JAKARTA – Kementerian Industri ( Kemenperin ) membenarkan adanya proposal pembangunan ekonomi yang digunakan ditawarkan Apple untuk sanggup mengedarkan iPhone 16 dalam RI. Diungkap Juru Bicara Kemenperin, Febri Hendri Antoni Arif bahwa, ada beberapa poin disampaikan oleh Apple meliputi rencana pembangunan ekonomi selama dua tahun.
Dalam keterangan resminya pada Kamis (21/11/2024), Jubir Kemenperin memaparkan, bahwa Apple berencana memulai pembangunan development center, Apple Academy di dalam Bali dan juga Jakarta, dan juga pengerjaan pabrik komponen mesh Airpod Max. Namun menurutnya, proposal yang disebutkan masih harus dikaji kembali secara lebih lanjut dalam.
Febri menjelaskan, Kemenperin mempertimbangkan apakah nilai penanaman modal Apple sebesar Rp1,58 triliun ini berkeadilan bagi Indonesia apabila dibandingkan nilai pembangunan ekonomi Apple pada negara-negara lain seperti Vietnam serta Thailand. Kemenperin juga menimbang apakah nominal rencana penanaman modal yang disebutkan berkeadilan terhadap penanaman modal para produsen barang handphone, komputer, lalu tablet (HKT) lain dalam Indonesia.

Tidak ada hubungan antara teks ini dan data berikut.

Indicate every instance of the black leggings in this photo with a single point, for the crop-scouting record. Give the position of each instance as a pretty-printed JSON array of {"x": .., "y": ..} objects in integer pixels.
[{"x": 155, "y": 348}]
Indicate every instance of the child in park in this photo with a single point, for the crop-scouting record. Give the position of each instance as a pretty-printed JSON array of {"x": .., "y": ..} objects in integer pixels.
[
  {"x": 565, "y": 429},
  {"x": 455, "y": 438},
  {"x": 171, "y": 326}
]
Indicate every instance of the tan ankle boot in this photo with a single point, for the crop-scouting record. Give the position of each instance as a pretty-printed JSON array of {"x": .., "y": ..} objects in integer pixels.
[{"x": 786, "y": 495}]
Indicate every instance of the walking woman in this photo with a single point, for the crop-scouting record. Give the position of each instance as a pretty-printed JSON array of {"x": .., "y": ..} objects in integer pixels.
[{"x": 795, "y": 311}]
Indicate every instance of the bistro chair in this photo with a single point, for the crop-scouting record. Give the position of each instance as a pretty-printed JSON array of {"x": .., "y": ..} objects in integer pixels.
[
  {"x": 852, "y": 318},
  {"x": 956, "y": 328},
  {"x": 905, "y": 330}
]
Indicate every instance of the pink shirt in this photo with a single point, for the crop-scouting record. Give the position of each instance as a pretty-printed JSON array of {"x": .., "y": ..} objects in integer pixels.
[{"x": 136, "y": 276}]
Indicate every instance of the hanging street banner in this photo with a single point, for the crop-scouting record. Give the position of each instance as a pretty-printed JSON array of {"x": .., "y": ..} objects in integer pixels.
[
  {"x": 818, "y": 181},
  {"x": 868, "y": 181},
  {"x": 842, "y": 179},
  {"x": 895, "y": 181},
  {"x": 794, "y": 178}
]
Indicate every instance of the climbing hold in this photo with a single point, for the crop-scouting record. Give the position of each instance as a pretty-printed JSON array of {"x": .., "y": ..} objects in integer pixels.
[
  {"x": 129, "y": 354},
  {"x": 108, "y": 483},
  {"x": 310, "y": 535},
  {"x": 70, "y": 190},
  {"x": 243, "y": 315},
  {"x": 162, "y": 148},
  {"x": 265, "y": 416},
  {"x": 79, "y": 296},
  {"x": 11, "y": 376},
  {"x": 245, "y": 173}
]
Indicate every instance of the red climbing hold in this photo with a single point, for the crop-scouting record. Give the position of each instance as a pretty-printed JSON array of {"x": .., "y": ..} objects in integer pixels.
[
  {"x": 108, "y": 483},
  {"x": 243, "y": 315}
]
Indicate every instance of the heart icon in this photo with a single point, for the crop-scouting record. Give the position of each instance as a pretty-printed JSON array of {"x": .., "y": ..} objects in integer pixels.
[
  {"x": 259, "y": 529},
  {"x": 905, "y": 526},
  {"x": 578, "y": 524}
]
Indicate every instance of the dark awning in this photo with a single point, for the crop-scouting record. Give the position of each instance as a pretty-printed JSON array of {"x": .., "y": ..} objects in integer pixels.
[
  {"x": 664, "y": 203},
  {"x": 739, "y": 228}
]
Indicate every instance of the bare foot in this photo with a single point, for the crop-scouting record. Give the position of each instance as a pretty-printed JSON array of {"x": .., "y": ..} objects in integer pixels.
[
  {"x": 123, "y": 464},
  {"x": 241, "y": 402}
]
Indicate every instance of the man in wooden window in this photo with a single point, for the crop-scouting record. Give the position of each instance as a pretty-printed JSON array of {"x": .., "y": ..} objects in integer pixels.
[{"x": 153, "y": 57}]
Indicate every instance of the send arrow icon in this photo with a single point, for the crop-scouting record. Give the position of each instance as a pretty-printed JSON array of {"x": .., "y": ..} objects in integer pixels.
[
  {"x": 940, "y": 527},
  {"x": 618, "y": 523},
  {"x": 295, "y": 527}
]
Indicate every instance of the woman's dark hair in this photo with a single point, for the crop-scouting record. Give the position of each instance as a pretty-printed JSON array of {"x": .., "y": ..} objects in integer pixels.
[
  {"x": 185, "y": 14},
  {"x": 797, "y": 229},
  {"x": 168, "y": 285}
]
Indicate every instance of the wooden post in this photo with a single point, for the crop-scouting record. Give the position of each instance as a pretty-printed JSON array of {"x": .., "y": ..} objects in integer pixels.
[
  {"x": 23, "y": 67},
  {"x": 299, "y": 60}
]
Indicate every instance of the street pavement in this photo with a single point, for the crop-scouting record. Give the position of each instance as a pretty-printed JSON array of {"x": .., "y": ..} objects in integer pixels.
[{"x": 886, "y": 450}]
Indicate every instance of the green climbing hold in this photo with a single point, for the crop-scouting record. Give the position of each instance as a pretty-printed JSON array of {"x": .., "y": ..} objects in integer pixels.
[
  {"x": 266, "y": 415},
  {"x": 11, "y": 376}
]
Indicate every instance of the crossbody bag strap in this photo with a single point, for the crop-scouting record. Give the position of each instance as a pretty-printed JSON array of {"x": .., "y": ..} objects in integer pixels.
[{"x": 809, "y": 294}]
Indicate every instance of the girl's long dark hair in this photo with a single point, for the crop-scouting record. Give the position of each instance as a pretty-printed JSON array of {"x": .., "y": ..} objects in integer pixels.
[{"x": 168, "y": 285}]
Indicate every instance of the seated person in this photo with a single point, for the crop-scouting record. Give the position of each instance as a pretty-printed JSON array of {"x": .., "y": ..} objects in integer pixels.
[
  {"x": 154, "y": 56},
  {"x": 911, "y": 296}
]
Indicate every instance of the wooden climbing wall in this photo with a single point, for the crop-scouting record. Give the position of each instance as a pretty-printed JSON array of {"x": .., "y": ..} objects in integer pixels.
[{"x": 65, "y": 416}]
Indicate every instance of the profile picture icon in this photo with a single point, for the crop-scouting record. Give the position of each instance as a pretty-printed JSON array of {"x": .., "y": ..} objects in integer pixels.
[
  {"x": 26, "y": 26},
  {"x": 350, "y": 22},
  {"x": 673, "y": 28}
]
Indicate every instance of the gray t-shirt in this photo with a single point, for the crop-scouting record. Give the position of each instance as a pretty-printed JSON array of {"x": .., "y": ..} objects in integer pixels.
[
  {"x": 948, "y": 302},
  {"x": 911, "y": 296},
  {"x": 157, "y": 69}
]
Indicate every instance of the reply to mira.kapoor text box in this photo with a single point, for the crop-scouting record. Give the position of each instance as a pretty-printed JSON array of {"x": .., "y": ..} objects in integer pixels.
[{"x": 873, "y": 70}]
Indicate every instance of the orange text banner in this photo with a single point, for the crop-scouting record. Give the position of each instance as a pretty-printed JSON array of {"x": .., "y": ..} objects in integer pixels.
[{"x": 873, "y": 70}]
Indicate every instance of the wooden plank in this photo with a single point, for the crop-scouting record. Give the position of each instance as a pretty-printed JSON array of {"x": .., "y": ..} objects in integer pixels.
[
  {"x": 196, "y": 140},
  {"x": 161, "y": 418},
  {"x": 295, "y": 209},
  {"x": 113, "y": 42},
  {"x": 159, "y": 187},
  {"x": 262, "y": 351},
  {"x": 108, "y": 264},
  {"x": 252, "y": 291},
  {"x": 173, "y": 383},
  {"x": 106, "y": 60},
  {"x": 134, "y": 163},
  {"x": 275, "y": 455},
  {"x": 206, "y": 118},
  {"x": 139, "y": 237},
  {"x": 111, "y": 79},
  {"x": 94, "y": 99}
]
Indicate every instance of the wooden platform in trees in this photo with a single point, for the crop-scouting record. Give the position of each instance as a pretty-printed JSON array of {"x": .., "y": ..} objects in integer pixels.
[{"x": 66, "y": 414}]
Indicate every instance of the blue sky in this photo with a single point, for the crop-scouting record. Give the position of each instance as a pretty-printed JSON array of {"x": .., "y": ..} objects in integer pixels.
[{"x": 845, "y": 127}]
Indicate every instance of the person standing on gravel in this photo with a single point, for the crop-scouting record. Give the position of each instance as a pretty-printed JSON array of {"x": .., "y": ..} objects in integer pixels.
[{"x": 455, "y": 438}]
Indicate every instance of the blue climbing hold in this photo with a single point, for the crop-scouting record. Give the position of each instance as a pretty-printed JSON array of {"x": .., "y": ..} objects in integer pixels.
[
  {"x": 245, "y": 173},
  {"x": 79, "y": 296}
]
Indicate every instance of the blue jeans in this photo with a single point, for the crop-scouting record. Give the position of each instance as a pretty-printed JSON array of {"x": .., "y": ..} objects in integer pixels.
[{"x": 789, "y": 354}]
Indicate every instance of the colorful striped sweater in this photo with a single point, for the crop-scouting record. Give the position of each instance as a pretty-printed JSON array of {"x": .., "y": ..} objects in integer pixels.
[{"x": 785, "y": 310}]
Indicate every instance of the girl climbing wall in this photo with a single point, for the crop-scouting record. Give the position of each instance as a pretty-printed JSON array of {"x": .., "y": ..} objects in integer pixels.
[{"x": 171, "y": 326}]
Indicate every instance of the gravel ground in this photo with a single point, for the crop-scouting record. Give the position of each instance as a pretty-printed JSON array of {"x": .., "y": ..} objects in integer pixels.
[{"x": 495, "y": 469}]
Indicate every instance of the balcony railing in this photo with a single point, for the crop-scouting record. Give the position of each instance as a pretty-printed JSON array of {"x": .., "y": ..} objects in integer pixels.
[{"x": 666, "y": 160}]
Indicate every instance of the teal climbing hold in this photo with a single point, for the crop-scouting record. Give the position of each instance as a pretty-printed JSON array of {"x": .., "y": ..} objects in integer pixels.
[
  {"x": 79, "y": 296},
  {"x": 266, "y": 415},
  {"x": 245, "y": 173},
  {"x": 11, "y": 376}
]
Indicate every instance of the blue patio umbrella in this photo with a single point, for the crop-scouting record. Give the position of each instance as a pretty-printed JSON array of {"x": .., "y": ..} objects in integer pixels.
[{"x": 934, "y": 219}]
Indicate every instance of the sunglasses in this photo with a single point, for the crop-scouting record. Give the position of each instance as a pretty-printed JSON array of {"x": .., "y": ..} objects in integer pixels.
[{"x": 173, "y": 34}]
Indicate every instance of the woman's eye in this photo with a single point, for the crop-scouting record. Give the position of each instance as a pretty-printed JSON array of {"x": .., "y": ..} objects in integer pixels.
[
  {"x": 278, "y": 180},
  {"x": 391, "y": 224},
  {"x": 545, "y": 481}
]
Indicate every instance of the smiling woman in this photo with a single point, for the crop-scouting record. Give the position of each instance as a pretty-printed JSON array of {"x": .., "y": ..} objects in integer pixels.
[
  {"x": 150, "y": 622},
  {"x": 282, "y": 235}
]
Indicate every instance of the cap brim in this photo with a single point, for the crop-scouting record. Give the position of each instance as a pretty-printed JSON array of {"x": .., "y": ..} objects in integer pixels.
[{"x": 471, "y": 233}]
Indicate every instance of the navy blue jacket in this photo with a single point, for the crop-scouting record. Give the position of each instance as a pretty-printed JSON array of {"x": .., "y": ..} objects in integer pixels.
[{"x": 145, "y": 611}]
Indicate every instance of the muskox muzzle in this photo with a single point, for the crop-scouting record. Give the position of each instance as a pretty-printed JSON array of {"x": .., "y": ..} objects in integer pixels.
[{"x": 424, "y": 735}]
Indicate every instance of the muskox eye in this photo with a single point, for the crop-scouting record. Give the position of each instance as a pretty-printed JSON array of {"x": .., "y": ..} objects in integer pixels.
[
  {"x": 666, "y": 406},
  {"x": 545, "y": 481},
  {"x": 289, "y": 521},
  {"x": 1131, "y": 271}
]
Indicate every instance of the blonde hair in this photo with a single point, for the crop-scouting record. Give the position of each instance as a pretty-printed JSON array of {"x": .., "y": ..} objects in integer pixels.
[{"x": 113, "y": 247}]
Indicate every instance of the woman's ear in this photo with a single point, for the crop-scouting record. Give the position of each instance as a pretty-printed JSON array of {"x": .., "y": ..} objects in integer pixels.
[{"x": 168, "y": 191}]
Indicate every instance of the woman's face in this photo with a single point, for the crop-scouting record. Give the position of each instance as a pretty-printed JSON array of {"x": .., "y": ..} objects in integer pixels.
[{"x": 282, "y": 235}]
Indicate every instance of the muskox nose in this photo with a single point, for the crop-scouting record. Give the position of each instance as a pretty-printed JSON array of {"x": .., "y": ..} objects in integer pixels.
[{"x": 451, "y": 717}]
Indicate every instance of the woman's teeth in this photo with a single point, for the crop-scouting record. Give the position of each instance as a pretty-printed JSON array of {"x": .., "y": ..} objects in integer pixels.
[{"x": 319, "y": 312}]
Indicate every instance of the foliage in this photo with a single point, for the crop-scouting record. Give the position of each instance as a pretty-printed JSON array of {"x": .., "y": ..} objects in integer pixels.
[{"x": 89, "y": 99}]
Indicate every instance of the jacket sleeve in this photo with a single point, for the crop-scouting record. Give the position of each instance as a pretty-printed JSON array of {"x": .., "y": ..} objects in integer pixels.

“Kami berpendapat bahwa bukan fair juga disebut-sebut meninggikan penanaman modal hingga 10 kali lipat. Seharusnya kita mengawasi apakah nilai USD100 jt yang disebutkan berkeadilan atau tiada bagi Indonesia, dibandingkan dengan negara tujuan penanaman modal Apple lainnya seperti India, Vietnam, lalu Thailand,” tegas Febri.
“Seperti yang mana kita tahu, bukanlah belaka Apple yang berinvestasi memanfaatkan bursa domestik. Kita sedang menilai apakah nilai yang dimaksud berkeadilan lalu sesuai dengan target pemerintahan Prabowo-Gibran untuk mencapai perkembangan perekonomian 8% dengan banyak mengangkat tenaga kerja. Begitu juga harapan Kemenperin untuk penanaman modal ini,” lanjutnya.
Sambung beliau menambahkan bahwa Menteri Pertambangan (Menperin) Agus Gumiwang Kartasasmita menghendaki Apple untuk mulai bekerja sejenis dengan lapangan usaha di negeri untuk mengintegrasikannya dengan Global Value Chain (GVC) Apple. Hal ini juga akan memberikan dampak positif bagi sektor lapangan usaha manufaktur di area tanah air, termasuk menerima tenaga kerja pada lapangan usaha yang tersebut masuk pada GVC Apple.
Febri menekankan bahwa Kemenperin mencatat masih ada komitmen penanaman modal Apple pada proposal periode 2020-2023 sebesar Rp271 miliar yang mana belum direalisasikan. Hal yang dimaksud yang dimaksud memproduksi Kemenperin belum mengeluarkan sertifikasi TKDN lalu izin impor untuk iPhone 16 series.
“Sehingga kami berharap Apple menaati regulasi di area Indonesia dengan tetap memperlihatkan merealisasikan sisa pembangunan ekonomi tersebut,” ucapnya.
Selanjutnya, Febri menyampaikan Kemenperin berencana mengubah Peraturan Menteri Manufaktur Nomor 29 Tahun 2017 tentang Ketentuan dan juga Tata Cara Penghitungan Kuantitas Taraf Komponen Dalam Negeri Layanan Telepon Seluler, Komputer Genggam, juga Komputer Tablet, teristimewa pada skema investasi.
Perubahan ini berdasarkan pertimbangan Kemenperin tentang pembaharuan struktur bidang HKT di dalam Indonesia dibandingkan dengan beberapa tahun lalu.